MyPOV on HDP 2.4: I like this two-pronged strategy with the stable, slower moving core complemented throughout the year by extended services. Hortonworks has lagged behind Cloudera in the past in adding certain new capabilities that customers have been anxious to use. This is a good approach to fast tracking capabilities that are in demand (although they presumably can’t require changes to Hadoop core components). The approach also simplifies matters for other distributors of ODPi-based distributions.
Hortonworks DataFlow 1.2
HDF is Hortonwork’s streaming data platform based on Apache NiFi and adapted from last year’s Onyara acquisition. Upgrades with the move HDF 1.2, which will be available later this month, include the integration of Apache Kafka and Apache Storm streaming analytics engines. The release also gains support for Kerberos for centralized authentication across applications. On the near-term roadmap is support for Spark Streaming, which should be available by early summer, according to Hortonworks.

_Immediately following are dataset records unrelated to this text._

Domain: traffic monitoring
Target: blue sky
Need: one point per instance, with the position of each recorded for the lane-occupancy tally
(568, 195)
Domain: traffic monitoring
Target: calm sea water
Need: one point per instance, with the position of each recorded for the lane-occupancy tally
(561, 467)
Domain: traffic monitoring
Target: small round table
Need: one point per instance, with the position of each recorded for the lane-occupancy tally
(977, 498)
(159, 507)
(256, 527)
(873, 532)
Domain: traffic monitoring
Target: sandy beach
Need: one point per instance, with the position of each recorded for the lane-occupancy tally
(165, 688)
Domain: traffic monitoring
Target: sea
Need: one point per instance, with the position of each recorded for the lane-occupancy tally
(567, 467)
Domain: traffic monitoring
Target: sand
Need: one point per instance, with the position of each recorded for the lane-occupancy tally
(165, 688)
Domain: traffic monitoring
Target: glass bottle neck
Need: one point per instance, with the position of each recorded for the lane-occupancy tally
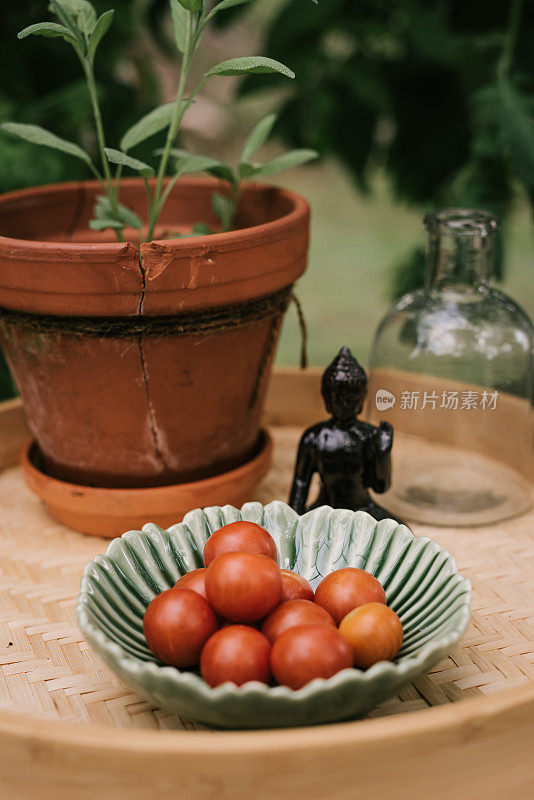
(460, 249)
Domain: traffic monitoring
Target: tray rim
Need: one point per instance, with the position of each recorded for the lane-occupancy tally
(479, 720)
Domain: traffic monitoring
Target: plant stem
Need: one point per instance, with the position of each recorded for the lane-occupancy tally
(179, 110)
(89, 74)
(514, 20)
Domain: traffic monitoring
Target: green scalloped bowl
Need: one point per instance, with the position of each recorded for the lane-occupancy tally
(421, 581)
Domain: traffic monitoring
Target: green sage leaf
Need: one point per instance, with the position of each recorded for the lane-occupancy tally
(216, 168)
(294, 158)
(180, 21)
(192, 5)
(223, 172)
(259, 136)
(152, 123)
(50, 29)
(80, 11)
(226, 4)
(186, 164)
(40, 136)
(118, 157)
(101, 28)
(250, 65)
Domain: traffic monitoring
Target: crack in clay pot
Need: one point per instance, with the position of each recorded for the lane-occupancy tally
(151, 410)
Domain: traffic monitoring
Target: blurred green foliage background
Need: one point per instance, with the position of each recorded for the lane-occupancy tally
(413, 104)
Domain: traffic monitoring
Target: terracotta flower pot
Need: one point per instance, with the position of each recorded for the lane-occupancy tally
(145, 368)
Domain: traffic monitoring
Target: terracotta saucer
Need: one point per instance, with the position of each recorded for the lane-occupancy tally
(111, 512)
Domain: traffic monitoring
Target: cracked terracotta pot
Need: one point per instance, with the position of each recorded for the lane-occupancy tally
(112, 405)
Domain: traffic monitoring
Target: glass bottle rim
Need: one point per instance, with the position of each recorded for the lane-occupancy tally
(461, 222)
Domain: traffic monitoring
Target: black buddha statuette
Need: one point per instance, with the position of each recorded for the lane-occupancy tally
(350, 456)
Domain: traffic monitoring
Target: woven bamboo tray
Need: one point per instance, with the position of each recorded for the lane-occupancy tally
(69, 729)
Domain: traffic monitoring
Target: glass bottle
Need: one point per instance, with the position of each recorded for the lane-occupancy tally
(452, 369)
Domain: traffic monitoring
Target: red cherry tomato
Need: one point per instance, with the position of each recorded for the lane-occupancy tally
(238, 654)
(243, 587)
(348, 588)
(177, 624)
(239, 537)
(295, 587)
(374, 632)
(194, 580)
(291, 613)
(307, 652)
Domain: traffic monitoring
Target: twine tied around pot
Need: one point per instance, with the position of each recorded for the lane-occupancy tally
(193, 323)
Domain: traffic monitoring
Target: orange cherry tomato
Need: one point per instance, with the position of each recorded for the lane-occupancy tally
(177, 624)
(238, 654)
(243, 587)
(239, 537)
(291, 613)
(307, 652)
(374, 632)
(295, 587)
(194, 580)
(348, 588)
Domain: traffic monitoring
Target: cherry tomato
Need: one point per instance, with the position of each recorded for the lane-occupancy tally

MyPOV on HDF: There’s much to like in Hortonworks DataFlow, including a drag-and-drop approach for developing the routing, transformation and mediation within dataflows. It also offers built-in data-security and data-provenance capabilities. One exec described it as “a FedEx for streaming data,” providing the digital equivalent of a logistics system for routing streaming data and tracking sources and changes to digital information along the way. The ecosystem seems strong, with support for more than 130 processors for systems including Kafka, Couchbase, Microsoft Azure Event Hub and Splunk.

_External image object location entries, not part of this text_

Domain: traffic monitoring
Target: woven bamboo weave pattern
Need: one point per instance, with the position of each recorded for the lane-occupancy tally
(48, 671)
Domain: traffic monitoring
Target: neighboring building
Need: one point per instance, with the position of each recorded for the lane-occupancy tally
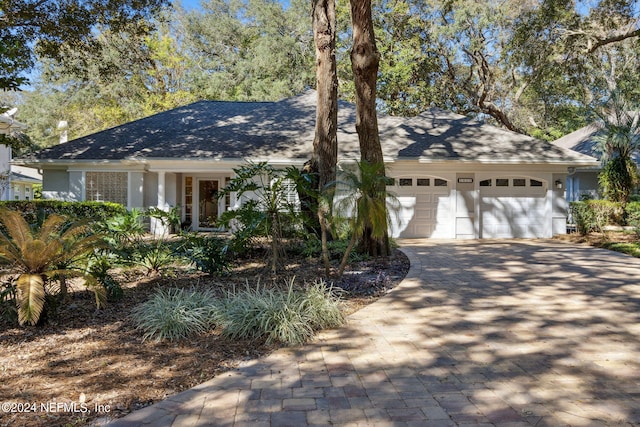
(16, 182)
(455, 177)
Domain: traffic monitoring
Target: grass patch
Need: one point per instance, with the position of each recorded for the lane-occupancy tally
(629, 248)
(289, 316)
(174, 314)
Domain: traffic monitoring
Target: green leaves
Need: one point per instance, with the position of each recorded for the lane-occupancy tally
(30, 297)
(41, 253)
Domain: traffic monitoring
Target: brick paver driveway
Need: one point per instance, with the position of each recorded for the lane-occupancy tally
(504, 333)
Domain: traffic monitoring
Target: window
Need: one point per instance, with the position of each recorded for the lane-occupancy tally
(227, 197)
(286, 193)
(188, 198)
(106, 187)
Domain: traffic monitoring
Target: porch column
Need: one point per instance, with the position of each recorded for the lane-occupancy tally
(157, 227)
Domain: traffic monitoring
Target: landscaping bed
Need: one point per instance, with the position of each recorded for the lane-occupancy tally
(87, 365)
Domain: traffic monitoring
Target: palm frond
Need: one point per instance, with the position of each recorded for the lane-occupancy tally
(30, 298)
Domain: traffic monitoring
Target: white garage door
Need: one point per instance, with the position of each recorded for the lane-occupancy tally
(513, 208)
(424, 208)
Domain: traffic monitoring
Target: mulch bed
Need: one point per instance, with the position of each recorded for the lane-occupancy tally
(87, 363)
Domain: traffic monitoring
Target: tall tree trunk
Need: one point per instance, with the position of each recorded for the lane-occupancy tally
(365, 60)
(325, 143)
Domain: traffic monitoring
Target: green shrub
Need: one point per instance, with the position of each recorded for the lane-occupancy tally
(633, 216)
(313, 249)
(156, 257)
(208, 254)
(174, 314)
(287, 316)
(99, 268)
(594, 215)
(8, 305)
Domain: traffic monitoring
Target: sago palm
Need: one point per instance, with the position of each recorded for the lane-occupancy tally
(36, 256)
(366, 203)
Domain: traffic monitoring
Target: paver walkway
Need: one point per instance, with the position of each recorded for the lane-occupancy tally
(480, 333)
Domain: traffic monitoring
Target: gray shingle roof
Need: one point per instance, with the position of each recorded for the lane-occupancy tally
(585, 141)
(285, 129)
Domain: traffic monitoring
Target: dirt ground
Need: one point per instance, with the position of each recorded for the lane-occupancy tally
(90, 364)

How HDP and HDF are Connected
Hortonworks wants to be a multi-product company, so it has stressed that HDP and HDF will be sold and can be used independently. HDF can route data to (and draw from) other Hadoop distributions, databases such as Cassandra and cloud-based sources, such as Amazon S3.

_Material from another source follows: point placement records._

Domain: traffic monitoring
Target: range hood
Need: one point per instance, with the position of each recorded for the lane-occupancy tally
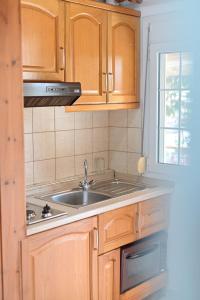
(41, 94)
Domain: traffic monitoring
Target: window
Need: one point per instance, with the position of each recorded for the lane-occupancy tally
(174, 98)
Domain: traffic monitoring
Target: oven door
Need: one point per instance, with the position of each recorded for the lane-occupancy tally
(140, 262)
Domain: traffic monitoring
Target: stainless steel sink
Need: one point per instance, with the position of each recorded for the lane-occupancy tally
(98, 192)
(76, 198)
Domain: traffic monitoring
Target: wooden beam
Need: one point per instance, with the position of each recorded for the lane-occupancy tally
(12, 200)
(108, 7)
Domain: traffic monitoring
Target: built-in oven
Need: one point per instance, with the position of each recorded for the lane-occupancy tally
(143, 260)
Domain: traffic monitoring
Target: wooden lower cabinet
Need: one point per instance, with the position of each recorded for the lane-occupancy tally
(61, 264)
(109, 276)
(153, 215)
(117, 228)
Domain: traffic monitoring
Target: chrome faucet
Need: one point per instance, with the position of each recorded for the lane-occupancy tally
(85, 184)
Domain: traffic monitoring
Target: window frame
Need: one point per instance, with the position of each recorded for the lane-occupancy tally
(154, 168)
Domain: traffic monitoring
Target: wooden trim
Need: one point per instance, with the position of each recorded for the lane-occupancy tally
(12, 198)
(108, 7)
(133, 1)
(146, 289)
(98, 107)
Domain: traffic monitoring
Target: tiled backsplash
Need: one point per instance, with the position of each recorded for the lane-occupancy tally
(125, 140)
(56, 143)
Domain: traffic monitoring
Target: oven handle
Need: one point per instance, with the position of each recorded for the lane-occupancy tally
(142, 253)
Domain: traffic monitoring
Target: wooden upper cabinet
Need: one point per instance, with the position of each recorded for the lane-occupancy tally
(86, 38)
(117, 227)
(109, 275)
(43, 50)
(61, 263)
(123, 58)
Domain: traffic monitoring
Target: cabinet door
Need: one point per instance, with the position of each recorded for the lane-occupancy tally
(61, 263)
(123, 58)
(86, 33)
(43, 40)
(109, 276)
(153, 215)
(117, 228)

When use cases span data in motion and data-at-rest, HDP and HDF have commonalities that makes them easier to use together. For example, both HDP and HDF share more than 70 data processors and both use Ambari for system deployment and management. What’s more, Hortonworks is promising that SmartSense, and the Ranger and Atlas security and governance projects will also support both platforms.
MyPOV on Connected Platforms: The need for the combination of streaming and historical data analysis is popping up in many quarters. It was touted as a benefit of Spark Streaming 2.0 at the recent Spark Summit East event, and MapR also has a strategy to address both forms of data in one platform.
Hype around streaming data opportunities is nothing new. More than a decade ago, complex event processing systems were touted as “ready to go mainstream.” At long last, I think we’re finally seeing signs that streaming data analysis is emerging. The mobile, social, cloud and big data trends set the stage and maybe, just maybe, the promise of IoT possibilities is pushing it over the top.
PS: Hortonworks also spotlighted two promising Spark related developments this week. First, it’s shipping a preview of Apache Zeppelin with HDP 2.4, providing a coding-free UI for visualization and a notebook-style approach to working on Spark. This is a usability improvement and democratization tool that Spark sorely needs. Second, in a partnership with HP Enterprise Labs, Hortonworks will bring to open source an optimized shuffle engine for Spark that HP Enterprise says will offer 5X to 15X performance improvements as well as optimized use of memory. This tech doesn’t have project status yet, let alone acceptance from the Spark community, but Hortonworks says it will ship the software with HDP later this year.